AMD fixes on $300B total addressable market, with data center efforts leading the charge

AMD is chasing a total addressable market opportunity of $300 billion, almost four times what it viewed as its addressable market two year ago, and increasingly the company sees data center products as key to helping it make the most of that opportunity, according to comments made by AMD CEO Lisa Su at the firm’s recent analyst day.

“Part of our strategy has been to really strengthen our mix of revenue,” she said. “When you looked at AMD a few years ago, we were a very consumer-centric company. Most of our revenue was in PCs and gaming, which was good revenue, but we wanted to really change the mix. Data center was the place to lean in. We are… mid 20s [percent] In terms of being data center embedded, but we know that we can grow this much more… Our view is that we can be over 50% data center embedded with our roadmap and the product mix we can have.”

Much of that product mix is arriving via acquisitions, such as the recently completed Xilinx acquisition and its purchase of DPU specialist Pensando.

Su said AMD sees significant synergy to come with Xilinx “in AI, and that's a doubling-down increase of our investments in AI. [The synergy also will come from] bringing the product portfolios together with data center communications, automotive and embedded, and [synergy also comes from] really bringing sort of leadership solutions together as we think about what customers want going forward over the next couple of years.”

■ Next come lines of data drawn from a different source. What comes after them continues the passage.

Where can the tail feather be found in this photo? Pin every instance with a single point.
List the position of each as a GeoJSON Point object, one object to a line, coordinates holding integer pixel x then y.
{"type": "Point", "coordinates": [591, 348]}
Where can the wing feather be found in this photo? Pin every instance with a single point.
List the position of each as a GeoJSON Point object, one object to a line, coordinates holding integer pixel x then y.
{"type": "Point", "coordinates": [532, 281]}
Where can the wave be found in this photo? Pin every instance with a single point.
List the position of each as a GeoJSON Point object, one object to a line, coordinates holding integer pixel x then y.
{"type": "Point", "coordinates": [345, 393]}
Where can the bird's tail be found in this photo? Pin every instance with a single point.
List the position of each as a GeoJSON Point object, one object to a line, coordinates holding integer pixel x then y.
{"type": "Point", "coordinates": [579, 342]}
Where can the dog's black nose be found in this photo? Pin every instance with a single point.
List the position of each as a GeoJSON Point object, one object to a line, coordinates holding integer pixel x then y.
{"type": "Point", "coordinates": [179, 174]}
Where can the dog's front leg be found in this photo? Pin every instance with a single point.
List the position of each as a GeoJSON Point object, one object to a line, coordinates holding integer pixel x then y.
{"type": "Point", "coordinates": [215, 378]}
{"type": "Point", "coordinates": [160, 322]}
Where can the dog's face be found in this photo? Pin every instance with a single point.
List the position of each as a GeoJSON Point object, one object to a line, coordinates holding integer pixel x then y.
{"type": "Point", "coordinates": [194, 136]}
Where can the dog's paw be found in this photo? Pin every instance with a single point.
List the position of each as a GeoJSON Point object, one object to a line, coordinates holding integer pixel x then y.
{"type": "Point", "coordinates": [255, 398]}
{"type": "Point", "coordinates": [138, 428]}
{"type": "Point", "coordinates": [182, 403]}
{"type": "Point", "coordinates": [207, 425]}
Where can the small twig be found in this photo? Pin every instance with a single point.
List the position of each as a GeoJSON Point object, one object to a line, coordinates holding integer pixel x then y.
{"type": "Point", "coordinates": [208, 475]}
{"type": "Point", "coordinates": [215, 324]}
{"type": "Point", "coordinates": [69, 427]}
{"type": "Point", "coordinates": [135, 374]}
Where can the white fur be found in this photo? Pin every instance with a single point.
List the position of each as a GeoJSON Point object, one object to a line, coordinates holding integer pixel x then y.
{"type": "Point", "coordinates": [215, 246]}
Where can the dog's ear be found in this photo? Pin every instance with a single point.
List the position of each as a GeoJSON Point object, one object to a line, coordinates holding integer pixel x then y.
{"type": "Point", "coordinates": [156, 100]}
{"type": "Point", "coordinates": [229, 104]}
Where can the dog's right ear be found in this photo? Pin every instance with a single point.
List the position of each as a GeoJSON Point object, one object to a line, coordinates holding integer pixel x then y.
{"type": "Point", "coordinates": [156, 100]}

Talking more about why it is important to increase AMD’s investment in AI, she added, “It's really an explosion of AI. Everybody wants more capability, whether you're talking about training or inference, whether you're talking about data center or cloud or edge or endpoints. The models are getting more complicated, and you want better accuracy, you want more capability, which drives more compute.”

Regarding Pensando, she said, “Pensando is exactly right where we want to be in terms of broadening our data center solutions capability. Our goal is to be the most strategic supplier to the largest data centers in the world. We have a great portfolio already with EPYC and Instinct and with Xilinx assets, but Pensando has real leadership technology on the DPU front, and what we see is that their solutions will now work hand in hand with the rest of our computing technologies, such that we are accelerating key aspects of networking, security storage, and we're also offloading from the CPU.”

Su and other AMD executives announced ramped up product roadmaps on a number of fronts, but to stick with the data center theme, the company has plans for new EPYC processors and more over the next year:

  • 4th Gen AMD EPYC processors powered by “Zen 4” and “Zen 4c” cores.

    • “Genoa” powered by “Zen 4”: On track to launch in Q4 2022 as the highest performance general purpose server processor available, with the top-of-stack product delivering greater than 75% faster enterprise Java performance compared to top-of-stack 3rd Gen EPYC processors.

    • “Bergamo” powered by “Zen 4c”: Expected to be the highest performance server processors for cloud native computing, offering more than double the container density of 3rd Gen EPYC processors at their launch planned for the first half of 2023.

    • “Genoa-X” powered by “Zen 4”: An optimized version of 4th Gen EPYC processors with AMD 3D V-Cache technology to enable leadership performance in relational database and technical computing workloads.

    • "Siena” powered by “Zen 4”: The first AMD EPYC processor optimized for intelligent edge and communications deployments that require higher compute densities in a cost and power optimized platform.

AMD also is planning to roll out new Instinct MI300 accelerator processing units (APU), which AMD claimed will be the world’s first data center APUs, and which is expected to deliver a greater than 8x increase in AI training performance compared to the AMD Instinct MI200 accelerator. MI300 accelerators combine AMD CDNA 3 GPU, “Zen 4” CPU, cache memory, and HBM chiplets that are designed to provide higher memory bandwidth and better application latency for AI training and HPC workloads.